Who had rung the warning bell, and from where had it been rung? Bony reflected on the journey he had made by truck from the white house on the ridge. He estimated the time taken from the white house to the settlement, minus the period spent on replacing the damaged tyre, and was convinced that unless the warning had been delayed at the white house, it hadn’t been given there.
It was as well he was not outside the shed entrance, for the headlights suddenly illuminated the entire settlement, causing him to withdraw farther inside, and enabling him to see three men crossing the roadway diagonally to meet the oncoming vehicle. When it stopped outside the general store, they converged on the car, and Bony saw for a second the figures of Mike Conway and Joe Flanagan before the headlights were snapped off.

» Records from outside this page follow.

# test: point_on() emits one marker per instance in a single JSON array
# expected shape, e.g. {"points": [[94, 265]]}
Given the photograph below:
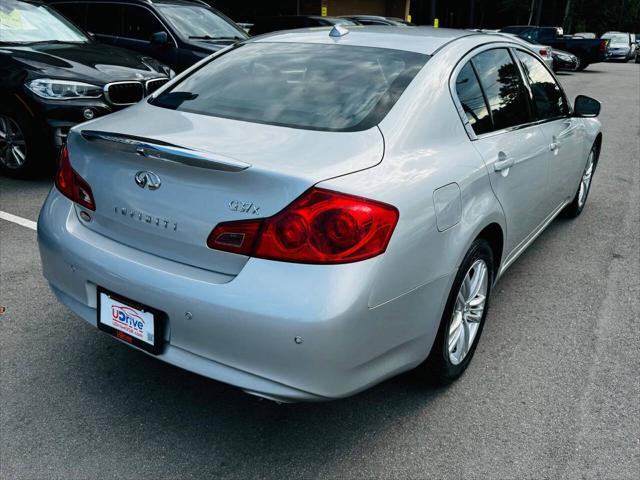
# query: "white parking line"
{"points": [[19, 220]]}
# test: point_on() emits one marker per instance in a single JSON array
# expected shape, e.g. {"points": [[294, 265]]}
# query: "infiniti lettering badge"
{"points": [[144, 218], [150, 180]]}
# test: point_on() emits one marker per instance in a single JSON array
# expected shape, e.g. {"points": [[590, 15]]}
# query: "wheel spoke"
{"points": [[480, 272], [18, 154], [468, 311], [455, 330]]}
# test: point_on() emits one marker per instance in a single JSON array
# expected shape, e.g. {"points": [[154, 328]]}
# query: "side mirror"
{"points": [[586, 107], [159, 38]]}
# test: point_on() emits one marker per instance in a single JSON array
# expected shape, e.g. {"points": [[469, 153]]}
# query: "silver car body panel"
{"points": [[359, 322]]}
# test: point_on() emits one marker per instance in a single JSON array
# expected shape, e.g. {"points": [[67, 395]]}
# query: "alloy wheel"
{"points": [[468, 311], [13, 147]]}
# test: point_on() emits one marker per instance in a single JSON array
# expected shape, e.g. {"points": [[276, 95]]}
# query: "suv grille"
{"points": [[154, 84], [124, 93]]}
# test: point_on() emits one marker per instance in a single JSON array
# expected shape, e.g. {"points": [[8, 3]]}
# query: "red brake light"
{"points": [[321, 226], [72, 185]]}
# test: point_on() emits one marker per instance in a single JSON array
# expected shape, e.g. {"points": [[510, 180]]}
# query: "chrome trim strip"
{"points": [[105, 89], [152, 80], [519, 250], [167, 152]]}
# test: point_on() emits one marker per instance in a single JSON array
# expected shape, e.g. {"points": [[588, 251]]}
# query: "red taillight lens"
{"points": [[72, 185], [321, 226]]}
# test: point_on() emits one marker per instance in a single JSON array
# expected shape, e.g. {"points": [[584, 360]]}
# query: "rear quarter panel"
{"points": [[426, 147]]}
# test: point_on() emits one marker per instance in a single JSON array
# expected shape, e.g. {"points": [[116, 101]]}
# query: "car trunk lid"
{"points": [[162, 180]]}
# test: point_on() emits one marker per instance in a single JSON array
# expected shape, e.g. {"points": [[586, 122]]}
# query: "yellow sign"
{"points": [[12, 20]]}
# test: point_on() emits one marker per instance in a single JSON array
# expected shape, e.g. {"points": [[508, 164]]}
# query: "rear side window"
{"points": [[502, 84], [104, 19], [472, 100], [548, 99], [311, 86], [139, 23]]}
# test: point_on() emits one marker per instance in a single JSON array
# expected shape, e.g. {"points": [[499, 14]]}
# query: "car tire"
{"points": [[445, 362], [582, 64], [23, 153], [582, 194]]}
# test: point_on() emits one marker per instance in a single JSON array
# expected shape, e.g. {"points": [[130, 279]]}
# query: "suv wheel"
{"points": [[21, 152]]}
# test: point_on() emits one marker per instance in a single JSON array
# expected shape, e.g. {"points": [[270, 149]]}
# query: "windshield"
{"points": [[194, 21], [22, 22], [311, 86], [617, 39]]}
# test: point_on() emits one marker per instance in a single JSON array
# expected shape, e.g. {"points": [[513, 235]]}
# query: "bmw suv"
{"points": [[177, 32]]}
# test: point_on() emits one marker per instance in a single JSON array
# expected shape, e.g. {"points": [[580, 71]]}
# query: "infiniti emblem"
{"points": [[146, 179]]}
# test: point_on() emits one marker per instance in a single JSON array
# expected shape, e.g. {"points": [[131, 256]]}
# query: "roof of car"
{"points": [[419, 39], [145, 2]]}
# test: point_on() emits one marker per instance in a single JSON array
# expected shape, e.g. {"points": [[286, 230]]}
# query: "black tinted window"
{"points": [[548, 99], [76, 12], [104, 18], [313, 86], [502, 84], [472, 100], [140, 23]]}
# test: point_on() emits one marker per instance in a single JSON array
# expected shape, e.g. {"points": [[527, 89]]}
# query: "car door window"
{"points": [[104, 19], [503, 87], [472, 100], [548, 99], [139, 23]]}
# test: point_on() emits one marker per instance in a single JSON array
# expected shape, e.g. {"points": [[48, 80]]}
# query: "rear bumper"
{"points": [[242, 328]]}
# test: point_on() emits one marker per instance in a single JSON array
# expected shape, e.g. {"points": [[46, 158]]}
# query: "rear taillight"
{"points": [[72, 185], [321, 226]]}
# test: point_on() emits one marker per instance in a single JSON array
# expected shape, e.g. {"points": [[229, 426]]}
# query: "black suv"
{"points": [[53, 76], [176, 32]]}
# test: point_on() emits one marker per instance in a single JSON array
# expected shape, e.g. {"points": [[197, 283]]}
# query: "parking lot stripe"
{"points": [[19, 220]]}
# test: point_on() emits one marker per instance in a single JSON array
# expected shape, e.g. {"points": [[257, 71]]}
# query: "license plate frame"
{"points": [[158, 322]]}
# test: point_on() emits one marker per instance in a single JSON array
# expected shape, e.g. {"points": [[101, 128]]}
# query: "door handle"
{"points": [[503, 162]]}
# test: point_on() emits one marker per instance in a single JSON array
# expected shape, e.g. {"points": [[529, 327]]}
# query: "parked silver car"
{"points": [[622, 45], [311, 212]]}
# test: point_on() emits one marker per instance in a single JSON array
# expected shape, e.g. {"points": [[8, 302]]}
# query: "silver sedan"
{"points": [[308, 213]]}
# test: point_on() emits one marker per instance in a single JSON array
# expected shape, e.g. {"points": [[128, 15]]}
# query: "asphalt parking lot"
{"points": [[553, 391]]}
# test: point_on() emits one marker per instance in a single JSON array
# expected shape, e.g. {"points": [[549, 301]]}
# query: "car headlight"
{"points": [[63, 89]]}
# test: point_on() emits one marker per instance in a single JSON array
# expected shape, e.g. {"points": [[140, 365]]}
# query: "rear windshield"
{"points": [[310, 86]]}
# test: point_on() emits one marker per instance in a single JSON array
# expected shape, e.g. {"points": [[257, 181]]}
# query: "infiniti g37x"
{"points": [[392, 177]]}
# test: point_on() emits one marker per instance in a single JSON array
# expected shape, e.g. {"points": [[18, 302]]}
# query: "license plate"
{"points": [[129, 321]]}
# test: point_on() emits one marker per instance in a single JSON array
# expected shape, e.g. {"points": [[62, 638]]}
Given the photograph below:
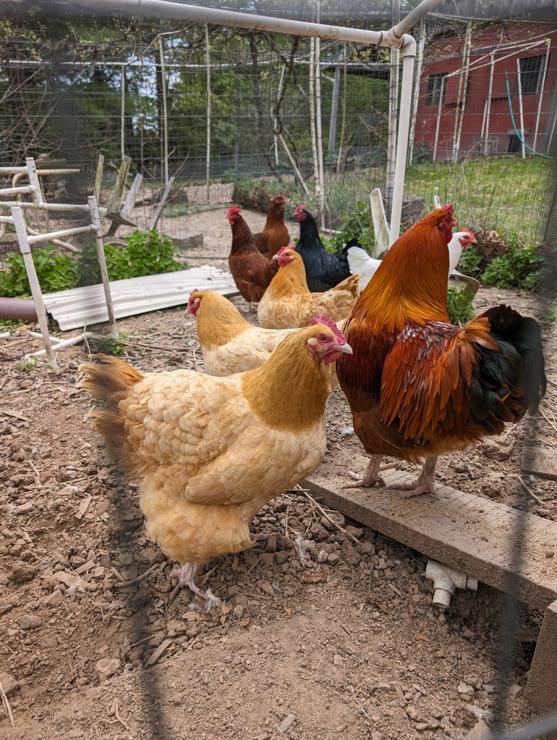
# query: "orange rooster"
{"points": [[288, 302], [208, 452], [252, 271], [275, 234], [418, 386]]}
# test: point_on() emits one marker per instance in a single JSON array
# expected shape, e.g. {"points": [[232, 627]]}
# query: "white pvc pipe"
{"points": [[520, 108], [542, 86], [402, 143], [59, 234], [24, 248]]}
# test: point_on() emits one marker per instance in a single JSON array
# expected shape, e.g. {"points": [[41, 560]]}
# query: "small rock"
{"points": [[54, 599], [29, 621], [9, 683], [106, 667], [22, 573], [350, 554], [287, 723]]}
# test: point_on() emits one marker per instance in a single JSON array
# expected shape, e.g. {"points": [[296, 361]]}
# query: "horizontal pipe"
{"points": [[198, 14], [22, 190], [59, 234], [13, 309]]}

There was no talk. The slamming of doors told him that the men had entered the car, and it passed the shed and went on down the roadway with its lights out. Bony waited to hear it stop at the cheese factory. But he heard it pass the factory and fell to pondering on its destination. Beyond the factory there were no houses, nothing but the large piggery. The car went on beyond the piggery.
As immobile as the corner post of the shed, Bony listened to the sound of the car dwindling into the distance. He watched the mast rising from the opposite house against the starry sky. He watched another rising from a house farther along the row. Still without lights, the car pressed on in the same direction, moving slowly, but not stopping. It was obvious that the driver knew the way, every yard of it.
The visitors were not police, and Bony wondered if Mike Conway was aware of their identity before their arrival. It was unlikely because the television masts had been lowered before their arrival, and raised again shortly after they had gone on, when it was known who they were.
The now faint noise of the car abruptly ceased. In the silence he could hear music coming from a house, the gurgling of the small river beyond the settlement, and fancied he could detect among the night sounds that of the far away waterfall.
How long he stood there resting his back against the corner post didn’t bother him until he heard the car returning. Its headlights were still not operating when it passed the shed and stopped outside the store. Again the doors were slammed, and then the track was brilliantly lit by the headlights, and within the side glow he counted the three men who had come from the neighbouring house, and the two from the Conway place. When the car drove off, he thought it time for discretion, and slipped down into his cellar where he lit the lamp and pretended to be interested in a paperback autobiography.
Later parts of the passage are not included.